Losses to follow up is related to both disease and exposure. --> RR is biased. Ex) Exposed and cases are more likely to be lost to follow up.

Question 29

Information bias in a case control or cohort study has what effect on the OR? (hint: depends on differential or nondifferential)

Answer 29

Nondifferential exposure misclassification: the error is related to disease, but not exposure --> OR/RR biased toward the null. Differential exposure misclassification: error is related to disease and exposure --> OR/RR biased toward or away.

Question 30

Bias towards the null means

Answer 30

The observed value is closer to H0: RR=1 than the true value. True RR is above 1 & observed RR is below it. or True RR is less than 1 & observed RR above it.

Question 31

Bias away from the null means

Answer 31

The observed value is farther from H0: RR=1 than the true value.

Question 32

Requirements for an exposure to act as a confounder

Answer 32

1) The exposure (e.g. age) must be related to the exposure (e.g. country of residence) under study. Ex) People from this country are older; Drinkers are more likely to smoke 2) The exposure must also be associated with the outcome. Ex) Smoking is a risk factor for lung cancer. PTSD is a risk factor for suicide. 3) The confounder can't be on the causal pathway between the exposure & disease.
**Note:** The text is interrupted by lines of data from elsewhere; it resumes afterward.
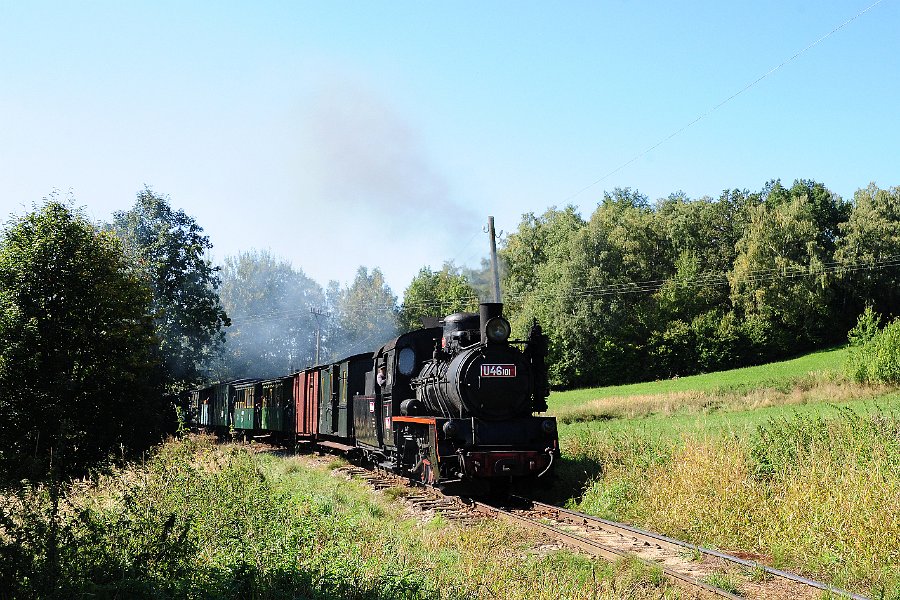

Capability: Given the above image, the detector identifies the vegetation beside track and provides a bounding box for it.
[0,438,673,599]
[550,350,900,598]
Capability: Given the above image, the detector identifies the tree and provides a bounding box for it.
[111,187,229,391]
[728,195,831,355]
[835,183,900,327]
[0,200,166,478]
[221,250,325,378]
[399,263,478,331]
[328,267,398,357]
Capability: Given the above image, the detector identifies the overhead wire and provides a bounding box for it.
[563,0,884,204]
[227,254,900,325]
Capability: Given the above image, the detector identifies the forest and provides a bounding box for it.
[0,180,900,477]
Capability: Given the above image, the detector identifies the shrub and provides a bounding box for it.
[845,307,900,384]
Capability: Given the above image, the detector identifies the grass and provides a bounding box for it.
[705,571,741,596]
[561,398,900,598]
[548,348,847,414]
[0,438,674,600]
[536,348,900,600]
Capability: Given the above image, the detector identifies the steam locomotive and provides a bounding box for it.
[187,303,559,494]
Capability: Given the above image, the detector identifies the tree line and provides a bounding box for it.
[0,180,900,479]
[501,180,900,387]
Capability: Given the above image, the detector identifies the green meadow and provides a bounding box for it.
[548,348,900,599]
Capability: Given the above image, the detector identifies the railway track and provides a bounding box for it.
[335,465,868,600]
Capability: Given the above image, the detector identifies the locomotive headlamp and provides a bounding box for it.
[444,421,459,438]
[485,317,511,342]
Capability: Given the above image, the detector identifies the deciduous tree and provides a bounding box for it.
[111,188,229,391]
[399,264,478,331]
[0,200,167,478]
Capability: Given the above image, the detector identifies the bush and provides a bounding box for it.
[845,307,900,384]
Ex) Drinking doesn't CAUSE smoking; whereas, hand-to-hand combat CAUSES PTSD.

Question 33

Detecting Effect Modification (Interaction)

Answer 33

Homogeneity of effect: Are the stratum-specific measures association similar to each other? Combined vs independent effects: Is the combined effect similar to what would be expected based on the independent contributions of each exposure alone? If either of these are 'no', then there may be interaction.

Question 34

Additive vs Multiplicative interaciton

Answer 34

Additive interaction: the difference in ABSOLUTE measures of risk between exposed & non exposed differs across strata formed by a 3rd variable. - The combined incidence is higher/lower than the independent effects of each of the two exposures. - compare risk differences Multiplicative interaction: the RELATIVE risk between exposed & nonexposed differs across strata formed by a third variable. - The combined relative risk is higher/lower than the independent effects of the two exposures. - compare relative risk (risk ratio, relative ratio, odds ratio)

Question 35

How to deal with confounding

Answer 35

During the design phase: - Randomization - Matching (removes possibility of confounding by that variable, but it can be inefficient, youcan't study that variable anymore, you may accidentally match on other variables too) - Restriction (exclude any confounding variables, but also limits generalizability) During the analysis phase: - Stratify the OR or RRs - Direct adjustment: remove the effect of the confounding variable (Regression analysis)

Question 36

Confounding variables are true associations- they're just not causal. They are risk factors, so they can be used to

Answer 36

Identify an at-risk population

Question 37

Effect modification

Answer 37

The operation of one or more factors to produce an effect; the incidence rate of disease in the presence of multiple risk factors differs from the incidence rate expected based on their individual effects.

Question 38

Interaction

Answer 38

The magnitude of the association between the exposure and disease depends on a third factor; the AR or RR/OR is different across strata of a third variable!